У вас же там разные данные. Где-то просто категории (не упорядоченные), там можно использовать OneHotEncoder (каждой категории - свой столбец с нулями и единичками). Где-то упорядоченные категории, их можно переводить в натуральные числа с соблюдением порядка (какая категория "старше", а какая "младше"). Где-то у вас фактически целые тексты (или хотя бы предложения) - там да, можно использовать CountVectorizer или TfidfVectorizer в случае простых моделей, либо если у вас нейросети, то да, можно BERT или другое подобное.
Преобразованные в численные вектора или матрицы столбцы потом конкатенируются горизонтально и получается большая такая матрица, с которой дальше можно использовать любые модели, которые работают с числами. Хоть линейные модели, хоть деревья, хоть бустинги, хоть нейросети. Нужно смотреть, что лучше работает с вашим конкретным случаем.
По-хорошему ещё нужно будет выкинуть бесполезные столбцы (например, заполненные константой), либо не коррелирующие с таргетом от слова совсем. Но можно и не делать этого, если ресурсов хватает, модель может быть сама разберётся, что полезно, а что нет.
Да, и не забудьте про разметку. Вам нужно будет разметить каждую вашу минуту - какой у неё будет таргет. Либо есть/нет событие для бинарной классификации, либо категории событий.
Самые простые модели не умеют в мультилейбл классификацию, там придётся просто строить несколько отдельных моделей, на каждый лейбл свою, которая будет определять именно этот лейбл. Сложные модели умеют в несколько лейблов "из коробки".
- Буду благодарен за ссылку на пример подобной модели.

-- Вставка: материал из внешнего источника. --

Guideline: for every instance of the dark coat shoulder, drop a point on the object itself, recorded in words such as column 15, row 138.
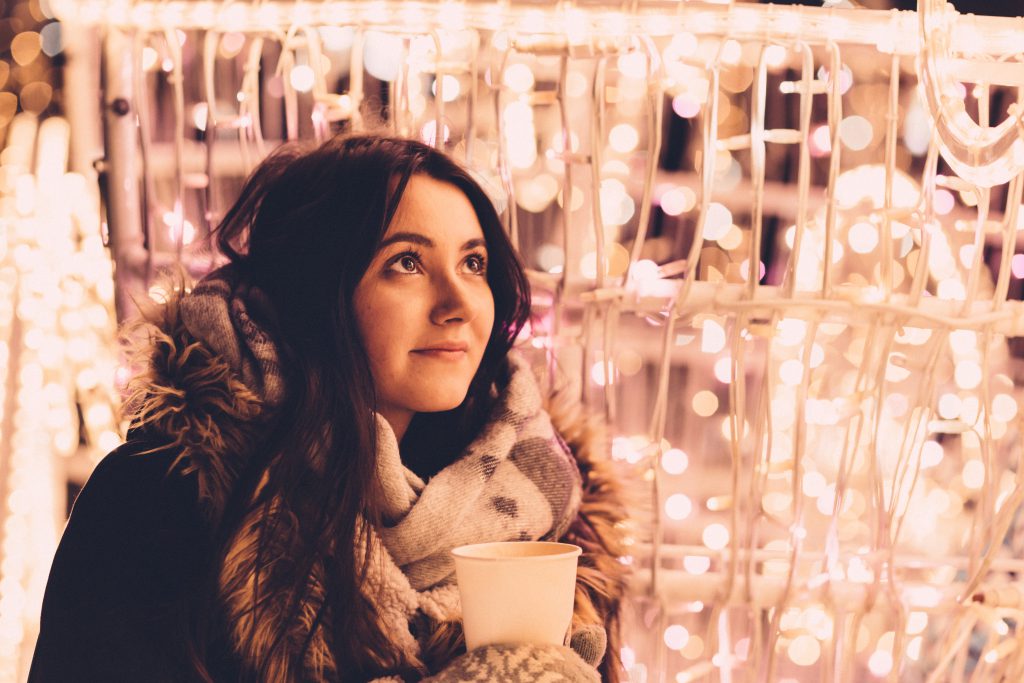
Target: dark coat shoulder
column 133, row 553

Конкретный пример не подскажу, хотя если посмотреть на Kaggle, там наверняка были такие соревнования, в том числе именно с парсингом логов. Я там давно просто не был, но вообще там обычно можно найти примеры подготовки данных и построения моделей на все случаи жизни.
Ну, вот, если поверхностно, то как-то так. Но ещё раз подчеркну:
- Нет гарантии, что в ваших данных вообще будет сигнал. Вам может не хватать данных, может быть недостаточная подготовка фич. Или может быть эти данные нужно ещё обогащать каким-то внешним знанием (грубо говоря - сингатурами вирусов, например). Без чего модель может просто не заработать или заработать с очень плохим качеством.
- "Know your data." Вы можете, конечно, закидывать данные не глядя в нейросеть, и пусть она там разбирается, но не ждите от такого подхода хорошего качества предсказаний. Вы должны любить свои данные, изучать их, уметь их готовить.
- Никто заранее вам не скажет, какая подготовка данных и какая модель "взлетит" (а может и никакая не взлетит). Нужно разбираться, пробовать разные подходы, тестировать разные идеи, перебирать модели. Это работа и научная и творческая одновременно.